Frischer Wind oder Wolf im Biberpelz?

In diesem Wahljahr wird mit harten Bandagen gekämpft. Im Plakatdschungel der FU findet sich harsche negative Wahlwerbung. Mara Bierbach ist den Vorwürfen an zwei studentische AS-Listen auf den Grund gegangen.

Was ver­steckt sich wirk­lich unter der süßen Ver­pa­ckung? Illus­tra­tion: Robin Kowalewsky

„Euer Otter warnt – vorsichtig vor PUZ-igem Biber“ steht auf einem Plakat unbekannter Urheberschaft. Das Plakat kritisiert zwei Listen, die für den Akademischen Senat (AS) kandieren: „PUZ – Pragm_Unab_Zukunft“ und die „Offene Liste aller Fachbereiche“, kurz Olaf – ihr Maskottchen ist ein Biber. Der Vorwurf: PUZ und Olaf würden nicht studentische Interessen vertreten, sondern seien von präsidiumstreuen Professoren initiierte „Tarnlisten“, die die studentische Vertretung unterwandern sollen, um so mögliche studentische Vetos im AS zu verhindern.

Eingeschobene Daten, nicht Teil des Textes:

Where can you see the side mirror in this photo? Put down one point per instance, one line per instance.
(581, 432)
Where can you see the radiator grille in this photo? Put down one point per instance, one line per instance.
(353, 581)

Sind PUZ und Olaf tatsächlich Marionetten des Präsidiums – oder die Opfer einer Hetzkampagne? Die Anschuldigungen gegen Olaf und PUZ gründen sich darauf, dass viele Kandidaten beider Listen als Doktoranden oder studentische Mitarbeiter von präsidiumsnahen Professoren abhängig sind. Zudem hat Grundschulpädagogik-Professorin Hilde Köster für die Olaf in einer ihrer Lehrveranstaltungen geworben. Köster ist Mitglied der Vereinten Mitte, der auch Präsident Alt angehört. Auch Christian Zoschke, Spitzenkandidat der PUZ, soll in einem Seminar seiner Doktormutter, Vizepräsidentin Monika Schäfer-Körting, für seine Liste haben werben dürfen.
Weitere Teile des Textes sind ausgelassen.